Any good ideas? Would it be suitable for a shop made disc sander?


----------



## woodchux (Jul 6, 2014)

It is good to read that you want to put your "surplus garage door motor to good use". However, IMO, unless the motor will be used for a similar application (quick start/stop, reversing directions), it may become a safety issue when attached to a shop tool. Be safe.


----------



## woodnthings (Jan 24, 2009)

*the gears are replaceable...*

I've replaced the gear in a Craftsman opener for a friend, not a huge deal.

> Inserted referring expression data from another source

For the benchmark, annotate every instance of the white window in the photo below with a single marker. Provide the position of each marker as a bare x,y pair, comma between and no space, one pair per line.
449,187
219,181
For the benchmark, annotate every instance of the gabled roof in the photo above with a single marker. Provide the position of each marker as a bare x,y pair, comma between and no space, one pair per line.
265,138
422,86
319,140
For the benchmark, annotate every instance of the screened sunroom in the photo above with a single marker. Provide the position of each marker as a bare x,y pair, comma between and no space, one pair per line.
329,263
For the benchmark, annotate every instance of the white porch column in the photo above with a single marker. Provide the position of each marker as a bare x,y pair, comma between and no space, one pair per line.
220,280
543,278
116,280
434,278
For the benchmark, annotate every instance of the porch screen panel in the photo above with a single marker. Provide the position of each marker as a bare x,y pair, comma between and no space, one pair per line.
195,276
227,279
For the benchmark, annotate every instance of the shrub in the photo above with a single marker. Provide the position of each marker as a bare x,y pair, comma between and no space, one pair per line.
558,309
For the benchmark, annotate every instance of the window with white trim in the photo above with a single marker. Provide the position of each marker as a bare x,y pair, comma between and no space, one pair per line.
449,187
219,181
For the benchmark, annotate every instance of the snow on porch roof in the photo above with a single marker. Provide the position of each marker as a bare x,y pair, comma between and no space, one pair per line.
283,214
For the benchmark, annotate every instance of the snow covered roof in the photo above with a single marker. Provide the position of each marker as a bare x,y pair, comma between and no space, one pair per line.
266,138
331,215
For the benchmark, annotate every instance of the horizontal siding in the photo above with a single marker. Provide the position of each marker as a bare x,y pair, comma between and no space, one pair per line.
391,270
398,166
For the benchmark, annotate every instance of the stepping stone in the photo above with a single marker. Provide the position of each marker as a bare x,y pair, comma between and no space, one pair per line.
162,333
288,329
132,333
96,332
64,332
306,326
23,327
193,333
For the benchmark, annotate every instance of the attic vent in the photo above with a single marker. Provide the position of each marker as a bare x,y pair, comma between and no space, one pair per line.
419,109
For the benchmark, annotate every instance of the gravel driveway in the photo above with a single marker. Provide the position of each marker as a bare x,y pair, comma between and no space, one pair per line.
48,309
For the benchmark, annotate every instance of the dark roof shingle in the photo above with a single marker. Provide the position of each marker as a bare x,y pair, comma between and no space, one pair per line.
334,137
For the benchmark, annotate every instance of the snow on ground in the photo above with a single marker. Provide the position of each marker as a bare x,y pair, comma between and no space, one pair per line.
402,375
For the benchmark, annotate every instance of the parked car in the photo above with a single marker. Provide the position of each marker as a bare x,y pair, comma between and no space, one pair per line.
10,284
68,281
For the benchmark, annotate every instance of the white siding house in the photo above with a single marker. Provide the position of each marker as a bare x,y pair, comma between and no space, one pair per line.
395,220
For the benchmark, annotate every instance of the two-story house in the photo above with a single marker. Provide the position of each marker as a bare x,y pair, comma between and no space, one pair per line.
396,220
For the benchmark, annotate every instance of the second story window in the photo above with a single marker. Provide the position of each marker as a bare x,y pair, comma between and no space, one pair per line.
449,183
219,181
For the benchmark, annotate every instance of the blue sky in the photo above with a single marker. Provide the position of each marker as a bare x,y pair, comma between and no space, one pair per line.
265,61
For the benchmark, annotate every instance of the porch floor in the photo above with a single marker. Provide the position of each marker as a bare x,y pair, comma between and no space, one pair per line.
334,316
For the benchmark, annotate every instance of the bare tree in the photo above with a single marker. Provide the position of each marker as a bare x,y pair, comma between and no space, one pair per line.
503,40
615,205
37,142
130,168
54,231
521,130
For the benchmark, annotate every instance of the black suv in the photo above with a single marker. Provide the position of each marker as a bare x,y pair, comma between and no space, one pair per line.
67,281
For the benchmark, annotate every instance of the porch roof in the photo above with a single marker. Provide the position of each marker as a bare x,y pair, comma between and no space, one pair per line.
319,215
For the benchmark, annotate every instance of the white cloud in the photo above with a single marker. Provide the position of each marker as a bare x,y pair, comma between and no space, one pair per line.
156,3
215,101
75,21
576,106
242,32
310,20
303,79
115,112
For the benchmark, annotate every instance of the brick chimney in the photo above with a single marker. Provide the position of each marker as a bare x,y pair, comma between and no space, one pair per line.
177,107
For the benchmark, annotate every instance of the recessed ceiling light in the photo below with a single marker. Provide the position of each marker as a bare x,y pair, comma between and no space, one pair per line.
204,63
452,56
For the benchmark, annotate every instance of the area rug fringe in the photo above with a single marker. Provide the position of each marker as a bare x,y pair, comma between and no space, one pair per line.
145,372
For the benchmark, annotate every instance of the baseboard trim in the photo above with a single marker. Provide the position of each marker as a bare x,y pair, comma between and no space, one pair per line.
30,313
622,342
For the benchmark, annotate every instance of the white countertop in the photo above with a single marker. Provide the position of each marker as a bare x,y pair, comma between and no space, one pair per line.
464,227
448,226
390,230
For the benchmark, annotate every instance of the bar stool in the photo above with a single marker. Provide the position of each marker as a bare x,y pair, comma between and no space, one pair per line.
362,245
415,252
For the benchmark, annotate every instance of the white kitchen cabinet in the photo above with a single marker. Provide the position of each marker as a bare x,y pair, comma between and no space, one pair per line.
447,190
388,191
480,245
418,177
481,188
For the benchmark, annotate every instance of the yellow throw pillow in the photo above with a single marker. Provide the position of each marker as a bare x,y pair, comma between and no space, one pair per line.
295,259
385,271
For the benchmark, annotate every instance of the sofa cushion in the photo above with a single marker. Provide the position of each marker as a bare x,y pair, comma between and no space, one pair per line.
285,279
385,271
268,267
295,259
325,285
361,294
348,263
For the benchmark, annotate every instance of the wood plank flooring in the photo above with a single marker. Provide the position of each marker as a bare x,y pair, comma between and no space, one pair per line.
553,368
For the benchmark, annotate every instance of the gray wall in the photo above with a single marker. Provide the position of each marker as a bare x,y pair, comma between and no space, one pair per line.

The real question is... does the motor still drive anything? Is it a screw drive opener or chain drive? I doubt if there is an easy way to attach anything to the end of the motor shaft other than the original plastic/nylon gear, but I could be wrong. I also don't think the motor's RPM would be useful for any woodworking tool, but I could be wrong. 

I would think that you could use the screw drive or chain drive to power a power tool across a surface at a medium to fast rate, if the gear is replaced. If it were me I might look into powering a rail saw on tracks. 

It could work as a work positioning mechanism, probably a production application rather than a home shop.


----------



## FrankC (Aug 24, 2012)

Considering the reduction in speed with the worm drive the motor is probably not that powerful on its own.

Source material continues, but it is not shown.